Sirke ve limonla kurulan turşuların korona virüse iyi geldiği algısının ardından Balıkesir’in Sındırgı ilçesinde yöresel ürünlerle yapılan turşular büyük ilgi görüyor.
Uzmanların bağışıklık sistemini güçlendirdiğini, doğal ve katkısız turşuların tüketilmesi gerektiğini belirtmelerinin ardından Balıkesir’in Sındırgı ilçesinde doğal turşular ‘Bereket Versin Kadın Kooperatifi’nin raflarında da yerini aldı. Özellikle Yaylabayır, Yüreğil, Işıklar gibi yüksek rakımlı mahallelerde üretilen kornişonun daha dayanıklı ve sert olduğu üreticiler tarafından açıklanırken, Doğal şehir olarak tabir edilen Balıkesir’in Sındırgı ilçesinde nisan mayıs aylarında başlayan ekim sonrası Haziran ve Eylül aylarında da eleklerden taze kornişon üretimi yüzleri güldürüyor.
Doğal turşu nasıl yapılır?
Akpınar Yaşam Merkezi üyesi kadınlar kornişon turşuyu diğerlerinden ayıran en büyük özelliğin katkısız olması ve Sındırgı kornişonu kullanılması olduğunu belirterek tarif vermekten de kaçınmıyor.
Doğal turşunun yapımını anlatan Fazilet Gürlek, “Kavanozumuzun altına 3-5 adet nohut, sarımsak, aldığı kadar salatalıkları kesiyoruz.

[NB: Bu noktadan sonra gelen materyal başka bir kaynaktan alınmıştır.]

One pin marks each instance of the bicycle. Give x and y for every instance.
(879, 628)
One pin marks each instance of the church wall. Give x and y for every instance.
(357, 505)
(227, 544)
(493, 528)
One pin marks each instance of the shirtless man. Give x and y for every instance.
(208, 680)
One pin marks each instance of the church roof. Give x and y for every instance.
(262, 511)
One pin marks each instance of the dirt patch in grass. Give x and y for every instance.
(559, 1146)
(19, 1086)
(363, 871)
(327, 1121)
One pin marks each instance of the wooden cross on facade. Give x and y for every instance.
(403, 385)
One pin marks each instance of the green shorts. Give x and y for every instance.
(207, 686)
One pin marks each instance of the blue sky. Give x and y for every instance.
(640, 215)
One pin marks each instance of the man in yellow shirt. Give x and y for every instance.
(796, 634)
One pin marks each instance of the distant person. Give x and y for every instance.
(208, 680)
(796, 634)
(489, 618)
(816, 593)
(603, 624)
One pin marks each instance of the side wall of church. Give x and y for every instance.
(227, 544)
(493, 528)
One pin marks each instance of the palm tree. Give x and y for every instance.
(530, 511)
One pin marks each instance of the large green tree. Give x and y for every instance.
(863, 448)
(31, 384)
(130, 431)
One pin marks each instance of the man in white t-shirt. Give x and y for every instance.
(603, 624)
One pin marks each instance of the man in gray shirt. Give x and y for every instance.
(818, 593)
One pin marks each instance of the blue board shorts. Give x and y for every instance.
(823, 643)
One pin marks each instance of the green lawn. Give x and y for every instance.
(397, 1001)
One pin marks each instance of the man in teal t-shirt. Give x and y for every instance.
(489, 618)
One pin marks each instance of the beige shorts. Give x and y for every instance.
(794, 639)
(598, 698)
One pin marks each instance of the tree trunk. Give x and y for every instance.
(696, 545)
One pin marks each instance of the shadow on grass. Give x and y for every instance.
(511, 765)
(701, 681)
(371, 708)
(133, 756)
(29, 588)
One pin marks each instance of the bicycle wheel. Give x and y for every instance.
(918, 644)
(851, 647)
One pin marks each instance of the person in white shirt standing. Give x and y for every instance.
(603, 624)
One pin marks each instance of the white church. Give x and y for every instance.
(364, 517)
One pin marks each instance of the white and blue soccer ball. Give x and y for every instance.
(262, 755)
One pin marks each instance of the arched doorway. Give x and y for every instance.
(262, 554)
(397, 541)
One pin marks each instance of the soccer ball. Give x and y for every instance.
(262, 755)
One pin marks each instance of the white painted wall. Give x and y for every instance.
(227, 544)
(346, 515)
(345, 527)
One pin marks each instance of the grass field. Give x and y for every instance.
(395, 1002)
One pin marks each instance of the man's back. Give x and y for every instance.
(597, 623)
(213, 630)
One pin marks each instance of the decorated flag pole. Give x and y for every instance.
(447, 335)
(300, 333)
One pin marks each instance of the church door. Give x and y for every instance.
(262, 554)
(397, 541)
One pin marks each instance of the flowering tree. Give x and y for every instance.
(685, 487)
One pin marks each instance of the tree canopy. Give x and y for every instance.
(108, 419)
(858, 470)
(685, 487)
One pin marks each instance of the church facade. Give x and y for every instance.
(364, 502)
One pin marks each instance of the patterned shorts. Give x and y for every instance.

Üzerine 1 çay bardağı sirkemizi döküyoruz. Birer yemek kaşığı da kaya tuzumuzu ilave ediyoruz. Bir çay kaşığı kadar limon tuzumuz, bir çay kaşığı kadar da şeker. Üzerine sıcak su ilave ediyoruz. Kaynar su. Kaynatıyoruz ve ilk sıcaklığını atsın diye bekletiyoruz biraz. Turşumuz bu aşamada. Bu en fazla 1 hafta sonra yenmeye hazır oluyor” dedi.
Doğal ürünler Akpınar yaşam merkezinde
Doğal turşulardan ev tipi ürünlere kadar şifa deposu birçok ürünün Akpınar Yaşam Merkezinde satışa sunulduğunu belirten Şeyma Buluş, “Kadın kooperatifi olarak kornişon turşularımız reyonlarda yerlerini aldı. Turşularımız tarladan tamamen doğal olarak gelip reyonlarımızda yerlerini alıyorlar. Doğal ve katkısızdır. Marketlerdeki ürünler gibi katkı maddesi içermiyorlar. Tamamen doğal ev yapımıdır. Buradaki üyelerimiz tarafından evlerde yapılıp burada satılmaktadır. Müşterinin sofrasına sunulmaktadır” dedi.
Tarladaki üretiminden turşu aşamasına dönüşmesine kadar zorlu bir süreçten geçildiğini belirten Berna Güngören ise, “Aslına baktığımız zaman birebir üreticisiyim. Yani daha önce yaptık mesela çok zorlu bir süreçten geçiyor salatalık. Şu zamanda burada üretim kısmında bulunmamız mümkün değil ama Bereket versin kadın kooperatifine uğradığınızda yüzde yüz katkısız, herhangi bir katkı içermez yani marketlerde gördüğünüz gibi katkılı bir ürün değildir. Geldiğinizde böyle kütür kütür bunları yiyebilirsiniz” şeklinde konuştu.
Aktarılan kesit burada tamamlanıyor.